In fact, many studies have found money stress impacts mental and physical health to the point where it flows through to stifle work performance and company profitability.

And financial concerns manifest in a variety of ways, with 49% of New Zealanders feeling stressed, 34% missing out on social activities, 31% not accessing health services when they might have otherwise, and 28% making unhealthy eating choices, according to the CFFC.

Read more: Health and safety: Top challenges for 2019

Vale said that one of the best things to address wellbeing is to “focus on what we can influence” because “it’s amazing how much better we feel when we stop thinking about all the unknown and put a plan in place”.

“This could include any or all areas of money management such as saving, budgeting and even investing to address immediate and long-term financial needs,” she said.

“People often don’t realise the importance of estate planning at this time, assuming it’s a retirement topic. However, this is completely wrong.

“How a savings account is set up, the way insurance policies are written and how we own our homes all impact a person’s estate and their Will. 

“These are decisions we are making today and therefore they should form part of our thinking as we look into our finances.”
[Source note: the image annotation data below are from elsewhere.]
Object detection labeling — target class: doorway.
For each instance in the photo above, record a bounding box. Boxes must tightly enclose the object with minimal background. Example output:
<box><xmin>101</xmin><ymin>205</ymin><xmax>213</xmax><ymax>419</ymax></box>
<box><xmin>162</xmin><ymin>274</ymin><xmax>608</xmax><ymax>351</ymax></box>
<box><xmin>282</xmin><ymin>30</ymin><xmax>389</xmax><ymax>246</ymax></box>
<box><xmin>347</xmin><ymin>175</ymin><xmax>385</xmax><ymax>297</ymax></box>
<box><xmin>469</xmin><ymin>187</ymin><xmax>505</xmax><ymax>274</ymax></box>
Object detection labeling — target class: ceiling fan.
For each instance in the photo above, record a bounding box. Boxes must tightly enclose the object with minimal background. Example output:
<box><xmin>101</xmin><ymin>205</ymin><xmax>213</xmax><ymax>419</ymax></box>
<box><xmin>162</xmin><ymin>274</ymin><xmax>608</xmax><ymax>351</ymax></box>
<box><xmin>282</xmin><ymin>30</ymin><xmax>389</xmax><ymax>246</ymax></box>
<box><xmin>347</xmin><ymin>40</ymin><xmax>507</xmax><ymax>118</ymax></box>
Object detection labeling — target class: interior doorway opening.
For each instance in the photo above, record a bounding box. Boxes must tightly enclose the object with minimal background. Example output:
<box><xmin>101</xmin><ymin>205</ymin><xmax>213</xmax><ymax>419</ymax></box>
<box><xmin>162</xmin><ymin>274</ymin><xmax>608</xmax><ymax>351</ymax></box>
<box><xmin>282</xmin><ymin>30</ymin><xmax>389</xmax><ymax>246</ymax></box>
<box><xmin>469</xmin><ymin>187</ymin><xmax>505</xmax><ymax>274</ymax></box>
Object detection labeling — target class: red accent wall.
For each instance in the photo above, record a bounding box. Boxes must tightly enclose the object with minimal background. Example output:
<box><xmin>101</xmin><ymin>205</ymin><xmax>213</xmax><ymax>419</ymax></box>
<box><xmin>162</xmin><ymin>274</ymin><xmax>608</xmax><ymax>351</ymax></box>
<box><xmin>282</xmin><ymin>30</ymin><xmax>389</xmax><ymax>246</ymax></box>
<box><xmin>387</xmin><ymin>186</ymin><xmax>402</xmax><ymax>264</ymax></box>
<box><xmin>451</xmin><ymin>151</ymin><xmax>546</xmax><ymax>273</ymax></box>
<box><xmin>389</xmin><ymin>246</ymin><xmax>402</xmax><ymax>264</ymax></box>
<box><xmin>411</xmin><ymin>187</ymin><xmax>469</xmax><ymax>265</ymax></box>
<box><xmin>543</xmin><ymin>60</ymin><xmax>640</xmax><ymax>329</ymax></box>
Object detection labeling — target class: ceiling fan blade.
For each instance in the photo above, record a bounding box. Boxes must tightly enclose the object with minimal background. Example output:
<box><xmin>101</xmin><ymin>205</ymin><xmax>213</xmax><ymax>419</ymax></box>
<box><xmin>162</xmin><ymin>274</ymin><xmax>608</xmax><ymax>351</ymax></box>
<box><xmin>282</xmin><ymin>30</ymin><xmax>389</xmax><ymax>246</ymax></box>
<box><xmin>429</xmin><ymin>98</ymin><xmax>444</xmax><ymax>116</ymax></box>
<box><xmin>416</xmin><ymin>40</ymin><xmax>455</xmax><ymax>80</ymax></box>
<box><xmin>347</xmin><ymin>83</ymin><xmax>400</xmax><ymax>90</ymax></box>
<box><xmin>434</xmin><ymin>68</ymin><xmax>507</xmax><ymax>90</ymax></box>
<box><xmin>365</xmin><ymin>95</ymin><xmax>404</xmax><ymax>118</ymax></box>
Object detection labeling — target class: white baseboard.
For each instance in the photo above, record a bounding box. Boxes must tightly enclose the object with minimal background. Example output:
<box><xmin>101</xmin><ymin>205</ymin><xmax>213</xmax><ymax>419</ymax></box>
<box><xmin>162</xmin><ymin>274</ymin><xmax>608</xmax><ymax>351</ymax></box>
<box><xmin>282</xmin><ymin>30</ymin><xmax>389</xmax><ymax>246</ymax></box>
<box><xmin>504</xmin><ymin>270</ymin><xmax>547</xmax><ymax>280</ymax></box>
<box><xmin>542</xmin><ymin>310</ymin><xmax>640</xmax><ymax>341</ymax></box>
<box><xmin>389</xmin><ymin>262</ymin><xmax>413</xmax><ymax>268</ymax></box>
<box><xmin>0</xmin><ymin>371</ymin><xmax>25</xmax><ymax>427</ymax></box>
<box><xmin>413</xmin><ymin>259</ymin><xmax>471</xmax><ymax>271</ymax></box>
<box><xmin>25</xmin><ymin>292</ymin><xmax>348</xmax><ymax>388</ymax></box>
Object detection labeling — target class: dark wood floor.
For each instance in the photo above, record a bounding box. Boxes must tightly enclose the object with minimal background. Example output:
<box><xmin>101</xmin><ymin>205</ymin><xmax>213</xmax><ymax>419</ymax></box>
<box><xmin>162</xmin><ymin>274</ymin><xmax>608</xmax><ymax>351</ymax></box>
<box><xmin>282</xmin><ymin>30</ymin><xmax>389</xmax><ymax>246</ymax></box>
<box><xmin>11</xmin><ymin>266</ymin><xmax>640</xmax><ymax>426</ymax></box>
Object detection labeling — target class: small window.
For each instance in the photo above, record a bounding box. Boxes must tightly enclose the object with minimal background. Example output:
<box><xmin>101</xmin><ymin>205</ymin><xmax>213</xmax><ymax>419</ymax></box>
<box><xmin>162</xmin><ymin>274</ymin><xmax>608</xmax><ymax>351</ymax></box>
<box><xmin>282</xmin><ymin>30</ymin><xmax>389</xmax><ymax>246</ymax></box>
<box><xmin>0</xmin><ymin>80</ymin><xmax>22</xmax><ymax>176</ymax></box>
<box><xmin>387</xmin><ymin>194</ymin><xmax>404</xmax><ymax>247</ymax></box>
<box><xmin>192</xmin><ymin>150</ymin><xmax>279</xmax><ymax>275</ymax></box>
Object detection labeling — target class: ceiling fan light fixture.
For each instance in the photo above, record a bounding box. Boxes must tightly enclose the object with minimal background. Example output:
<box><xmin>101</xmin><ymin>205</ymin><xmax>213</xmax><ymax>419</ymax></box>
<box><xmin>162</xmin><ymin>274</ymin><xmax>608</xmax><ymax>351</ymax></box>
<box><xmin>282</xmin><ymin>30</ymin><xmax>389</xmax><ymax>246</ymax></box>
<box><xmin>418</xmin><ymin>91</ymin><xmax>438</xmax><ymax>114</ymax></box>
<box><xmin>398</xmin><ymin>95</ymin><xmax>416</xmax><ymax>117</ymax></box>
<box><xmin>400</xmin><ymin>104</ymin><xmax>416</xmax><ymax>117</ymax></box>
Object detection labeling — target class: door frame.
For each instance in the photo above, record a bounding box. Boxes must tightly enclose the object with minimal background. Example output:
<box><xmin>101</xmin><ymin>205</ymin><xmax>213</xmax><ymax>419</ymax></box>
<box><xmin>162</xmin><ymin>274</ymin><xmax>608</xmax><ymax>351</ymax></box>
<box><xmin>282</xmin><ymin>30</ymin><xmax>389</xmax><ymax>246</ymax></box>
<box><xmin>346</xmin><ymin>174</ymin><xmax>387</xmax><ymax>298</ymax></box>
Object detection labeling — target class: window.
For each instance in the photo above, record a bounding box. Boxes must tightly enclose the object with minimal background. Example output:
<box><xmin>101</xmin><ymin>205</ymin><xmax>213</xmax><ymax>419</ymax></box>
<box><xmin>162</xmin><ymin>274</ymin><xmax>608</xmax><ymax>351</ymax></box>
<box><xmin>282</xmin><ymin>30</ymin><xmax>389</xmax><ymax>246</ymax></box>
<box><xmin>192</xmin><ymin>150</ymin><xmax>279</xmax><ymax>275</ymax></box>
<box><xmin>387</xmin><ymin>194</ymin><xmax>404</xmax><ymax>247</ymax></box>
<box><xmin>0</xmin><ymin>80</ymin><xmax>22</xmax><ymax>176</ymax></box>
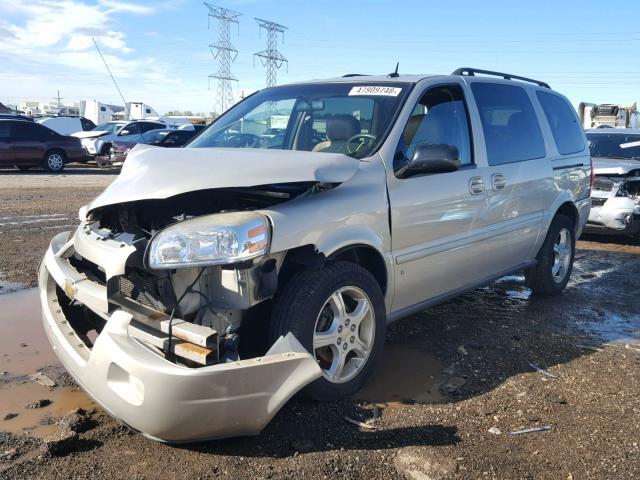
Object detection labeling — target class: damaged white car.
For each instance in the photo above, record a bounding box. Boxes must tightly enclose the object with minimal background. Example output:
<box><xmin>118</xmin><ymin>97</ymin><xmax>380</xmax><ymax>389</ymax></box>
<box><xmin>39</xmin><ymin>69</ymin><xmax>591</xmax><ymax>442</ymax></box>
<box><xmin>585</xmin><ymin>128</ymin><xmax>640</xmax><ymax>235</ymax></box>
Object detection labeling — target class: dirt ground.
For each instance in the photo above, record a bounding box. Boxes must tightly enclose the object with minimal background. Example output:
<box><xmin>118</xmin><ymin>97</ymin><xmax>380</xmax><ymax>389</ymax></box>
<box><xmin>0</xmin><ymin>168</ymin><xmax>640</xmax><ymax>480</ymax></box>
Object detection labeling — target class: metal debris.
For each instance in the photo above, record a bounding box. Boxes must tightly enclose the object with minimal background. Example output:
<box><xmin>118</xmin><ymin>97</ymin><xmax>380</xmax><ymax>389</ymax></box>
<box><xmin>509</xmin><ymin>425</ymin><xmax>551</xmax><ymax>435</ymax></box>
<box><xmin>344</xmin><ymin>417</ymin><xmax>376</xmax><ymax>430</ymax></box>
<box><xmin>529</xmin><ymin>362</ymin><xmax>558</xmax><ymax>378</ymax></box>
<box><xmin>573</xmin><ymin>343</ymin><xmax>602</xmax><ymax>352</ymax></box>
<box><xmin>29</xmin><ymin>372</ymin><xmax>56</xmax><ymax>387</ymax></box>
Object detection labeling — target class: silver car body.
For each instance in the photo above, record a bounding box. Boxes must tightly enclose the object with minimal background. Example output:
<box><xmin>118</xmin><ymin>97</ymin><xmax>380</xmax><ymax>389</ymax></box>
<box><xmin>40</xmin><ymin>75</ymin><xmax>591</xmax><ymax>442</ymax></box>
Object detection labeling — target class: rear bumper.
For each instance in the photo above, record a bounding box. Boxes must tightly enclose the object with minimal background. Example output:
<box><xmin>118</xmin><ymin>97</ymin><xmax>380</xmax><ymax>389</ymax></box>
<box><xmin>39</xmin><ymin>234</ymin><xmax>321</xmax><ymax>442</ymax></box>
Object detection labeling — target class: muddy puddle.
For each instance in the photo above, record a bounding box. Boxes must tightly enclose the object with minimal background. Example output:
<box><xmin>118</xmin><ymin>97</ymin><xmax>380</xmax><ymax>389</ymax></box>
<box><xmin>577</xmin><ymin>311</ymin><xmax>640</xmax><ymax>345</ymax></box>
<box><xmin>0</xmin><ymin>289</ymin><xmax>95</xmax><ymax>436</ymax></box>
<box><xmin>354</xmin><ymin>345</ymin><xmax>447</xmax><ymax>407</ymax></box>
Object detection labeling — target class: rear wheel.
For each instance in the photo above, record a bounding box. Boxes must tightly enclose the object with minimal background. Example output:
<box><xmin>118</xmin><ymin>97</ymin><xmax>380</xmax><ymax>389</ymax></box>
<box><xmin>43</xmin><ymin>150</ymin><xmax>65</xmax><ymax>173</ymax></box>
<box><xmin>271</xmin><ymin>262</ymin><xmax>386</xmax><ymax>400</ymax></box>
<box><xmin>525</xmin><ymin>215</ymin><xmax>576</xmax><ymax>295</ymax></box>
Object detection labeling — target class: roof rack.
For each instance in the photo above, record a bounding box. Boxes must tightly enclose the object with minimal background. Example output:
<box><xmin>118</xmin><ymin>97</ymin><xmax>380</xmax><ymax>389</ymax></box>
<box><xmin>451</xmin><ymin>67</ymin><xmax>551</xmax><ymax>89</ymax></box>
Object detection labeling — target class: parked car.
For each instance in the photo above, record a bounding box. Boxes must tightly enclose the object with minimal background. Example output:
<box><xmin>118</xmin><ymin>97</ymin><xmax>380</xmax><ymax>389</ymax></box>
<box><xmin>0</xmin><ymin>113</ymin><xmax>33</xmax><ymax>122</ymax></box>
<box><xmin>96</xmin><ymin>128</ymin><xmax>198</xmax><ymax>167</ymax></box>
<box><xmin>73</xmin><ymin>120</ymin><xmax>166</xmax><ymax>158</ymax></box>
<box><xmin>39</xmin><ymin>69</ymin><xmax>591</xmax><ymax>442</ymax></box>
<box><xmin>36</xmin><ymin>117</ymin><xmax>96</xmax><ymax>135</ymax></box>
<box><xmin>0</xmin><ymin>120</ymin><xmax>84</xmax><ymax>172</ymax></box>
<box><xmin>585</xmin><ymin>128</ymin><xmax>640</xmax><ymax>235</ymax></box>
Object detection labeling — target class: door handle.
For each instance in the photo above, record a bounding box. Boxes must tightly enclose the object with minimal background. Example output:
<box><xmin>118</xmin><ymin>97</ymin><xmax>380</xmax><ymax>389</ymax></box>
<box><xmin>491</xmin><ymin>173</ymin><xmax>507</xmax><ymax>191</ymax></box>
<box><xmin>469</xmin><ymin>177</ymin><xmax>484</xmax><ymax>195</ymax></box>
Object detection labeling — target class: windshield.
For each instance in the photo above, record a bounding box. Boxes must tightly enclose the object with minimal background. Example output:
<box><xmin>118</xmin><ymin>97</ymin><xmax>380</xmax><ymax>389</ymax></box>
<box><xmin>91</xmin><ymin>123</ymin><xmax>124</xmax><ymax>133</ymax></box>
<box><xmin>188</xmin><ymin>83</ymin><xmax>410</xmax><ymax>158</ymax></box>
<box><xmin>587</xmin><ymin>132</ymin><xmax>640</xmax><ymax>160</ymax></box>
<box><xmin>140</xmin><ymin>130</ymin><xmax>171</xmax><ymax>145</ymax></box>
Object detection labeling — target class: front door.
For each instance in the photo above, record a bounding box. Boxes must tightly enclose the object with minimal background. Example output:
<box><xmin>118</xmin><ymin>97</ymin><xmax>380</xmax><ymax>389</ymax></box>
<box><xmin>11</xmin><ymin>122</ymin><xmax>48</xmax><ymax>165</ymax></box>
<box><xmin>388</xmin><ymin>84</ymin><xmax>487</xmax><ymax>311</ymax></box>
<box><xmin>470</xmin><ymin>81</ymin><xmax>554</xmax><ymax>275</ymax></box>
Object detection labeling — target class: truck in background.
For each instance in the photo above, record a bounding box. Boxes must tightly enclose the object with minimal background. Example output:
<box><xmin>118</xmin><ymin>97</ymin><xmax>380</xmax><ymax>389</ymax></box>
<box><xmin>578</xmin><ymin>102</ymin><xmax>640</xmax><ymax>130</ymax></box>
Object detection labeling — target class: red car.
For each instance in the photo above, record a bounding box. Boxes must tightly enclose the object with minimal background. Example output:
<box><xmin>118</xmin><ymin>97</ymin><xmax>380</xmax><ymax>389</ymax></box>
<box><xmin>0</xmin><ymin>120</ymin><xmax>85</xmax><ymax>172</ymax></box>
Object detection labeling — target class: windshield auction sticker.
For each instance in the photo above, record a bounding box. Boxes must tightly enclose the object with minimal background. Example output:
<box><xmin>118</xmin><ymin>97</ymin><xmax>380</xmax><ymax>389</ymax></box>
<box><xmin>349</xmin><ymin>85</ymin><xmax>402</xmax><ymax>97</ymax></box>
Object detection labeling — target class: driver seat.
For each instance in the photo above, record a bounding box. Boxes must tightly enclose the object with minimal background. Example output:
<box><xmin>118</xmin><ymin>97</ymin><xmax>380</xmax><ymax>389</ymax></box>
<box><xmin>313</xmin><ymin>115</ymin><xmax>360</xmax><ymax>153</ymax></box>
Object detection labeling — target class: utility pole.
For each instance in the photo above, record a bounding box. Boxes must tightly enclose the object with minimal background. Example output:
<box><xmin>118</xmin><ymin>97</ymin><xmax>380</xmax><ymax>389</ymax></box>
<box><xmin>91</xmin><ymin>37</ymin><xmax>129</xmax><ymax>120</ymax></box>
<box><xmin>253</xmin><ymin>18</ymin><xmax>289</xmax><ymax>87</ymax></box>
<box><xmin>204</xmin><ymin>2</ymin><xmax>242</xmax><ymax>115</ymax></box>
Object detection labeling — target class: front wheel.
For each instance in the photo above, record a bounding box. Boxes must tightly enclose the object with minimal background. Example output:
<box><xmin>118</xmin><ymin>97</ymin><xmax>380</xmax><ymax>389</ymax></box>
<box><xmin>271</xmin><ymin>262</ymin><xmax>386</xmax><ymax>401</ymax></box>
<box><xmin>525</xmin><ymin>215</ymin><xmax>576</xmax><ymax>295</ymax></box>
<box><xmin>43</xmin><ymin>150</ymin><xmax>65</xmax><ymax>173</ymax></box>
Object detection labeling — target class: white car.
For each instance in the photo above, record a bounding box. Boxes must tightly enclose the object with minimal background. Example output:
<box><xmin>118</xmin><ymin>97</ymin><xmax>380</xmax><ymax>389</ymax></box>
<box><xmin>585</xmin><ymin>128</ymin><xmax>640</xmax><ymax>235</ymax></box>
<box><xmin>73</xmin><ymin>120</ymin><xmax>167</xmax><ymax>157</ymax></box>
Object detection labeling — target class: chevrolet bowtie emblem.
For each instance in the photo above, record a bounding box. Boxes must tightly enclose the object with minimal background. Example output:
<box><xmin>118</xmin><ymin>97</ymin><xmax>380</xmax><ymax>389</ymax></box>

She added that making a Will can be a quick, cheap and easy thing to do and from her experience, it really does give peace of mind to both the younger and older generations. In particular, they know that those they care about have the support that only a Will can provide.

“Perhaps equally as important is seeing our young adults start to think ahead and act earlier when it comes to driving their own financial wellness.”

This is significant given the CFFC found that 10% of those aged 18-34 take regular days off work due to money worries.

However, one misconception young people have is they don’t have enough valuable possessions to warrant getting a Will, without considering their KiwiSaver account or any life insurance they might have through their employer.

“If you die without a Will, your family will lack the legal right to make any important decisions about things such as estate distribution,” said Vale.

Unless your estate is under $15k, your family will be bound by legislation, which will dictate things such as: who will administer your estate; who will get your assets; when they’ll get those assets; and who will have the legal authority to look after your children.

Read more: WHO offers physical and mental health advice

“Many people assume everything will go to their parents or to their partner. They often don’t realise we are governed by the Administration Act which says if you die without a Will – in addition to the extra costs and time - there is a prescribed list of who gets what in your estate.”

All of this just goes to show that the topic of financial wellness is indeed broad, so it’s no wonder that during this particularly challenging period employees may be distracted or worse, distressed.

With most HR professionals needing to do more with less as they look into setting next year’s employee benefit budget, now may be a good time to consider a financial wellness option.